I wrote in an old post once about the similarities between a sociopath (psychopath) and a narcissist. There aren't many differences, they are generally overlapping disorders.
The general consensus, however, is that ALL psychopaths are narcissistic, yet not all narcissists are psychopaths.
When I look back at my own experience as described in Web of Lies, it becomes clear which end of the scale my own experience was. As my therapist explained to me over a year ago, I was dealing with a narcissistic psychopath.
So, how can you tell the difference?
Well, a narcissist always seeks confirmation. He/she needs affirmation for everything they do. They look for sources of narcissistic supply and if they don't get approval from that source, they get mad, really mad. They can be sent into a narcissistic rage purely because their needs for affirmation are not being met.
A psychopath does not need this affirmation.

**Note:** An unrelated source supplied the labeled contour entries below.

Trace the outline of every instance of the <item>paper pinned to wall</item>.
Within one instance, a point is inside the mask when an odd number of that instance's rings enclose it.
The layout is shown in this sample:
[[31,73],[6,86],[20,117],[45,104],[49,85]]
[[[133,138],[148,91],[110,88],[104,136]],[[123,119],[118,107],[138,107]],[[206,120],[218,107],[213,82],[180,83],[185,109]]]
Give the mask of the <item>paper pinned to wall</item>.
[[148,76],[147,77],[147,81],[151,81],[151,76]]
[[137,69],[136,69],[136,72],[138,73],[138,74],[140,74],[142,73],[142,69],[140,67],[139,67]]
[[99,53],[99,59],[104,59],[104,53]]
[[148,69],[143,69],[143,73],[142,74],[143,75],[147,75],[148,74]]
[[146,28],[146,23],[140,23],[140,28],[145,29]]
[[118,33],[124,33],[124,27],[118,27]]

He/she is so convinced of his/her superiority over others, that it really doesn't bother him/her if they are accepted, believed, or approved of.
I experienced this first hand when my ex was caught red-handed trying to screw over his employer by selling company secrets to a potential customer. He wasn't phased by the fact he could be about to face a criminal prosecution at all. Instead, he was genuinely amazed that anybody could believe he had deliberately perpetrated a criminal act, and poured public scorn on those who accused him, calling them 'idiots' and 'jealous fools'.
Whilst I reeled from the horror of our public ridicule, he simply got on with his life, secure in his belief that he had done no wrong, and the people who believed he was a criminal were mere idiots who didn't deserve a moment of his attention.
This is the sort of behaviour which differentiates a true psychopath from a narcissist.
Don't be lulled into any false sense of security though, a narcissist who isn't a psychopath is still a huge threat to your emotional well being. They are every bit as manipulative and controlling as a psychopath, and if they aren't getting the validation they so desperately crave, they can be equally as dangerous.
I found a good blog post about dealing with narcissists here. The crux of it is, there is no dealing with them. If you're involved with one, get the hell out as soon as you can.
There is an incredibly fine line between narcissism and psychopathy. But, in my opinion, at the end of the day the label is less important. What's important is the effect it's going to have on you, the victim.
Whichever disorder you are dealing with, you are in danger. There is no safe way to remain in a relationship with a person who has no conscience. The only solution is to escape.
There is no rehabilitation for this disorder, and the vast majority of those who have it, are walking amongst us.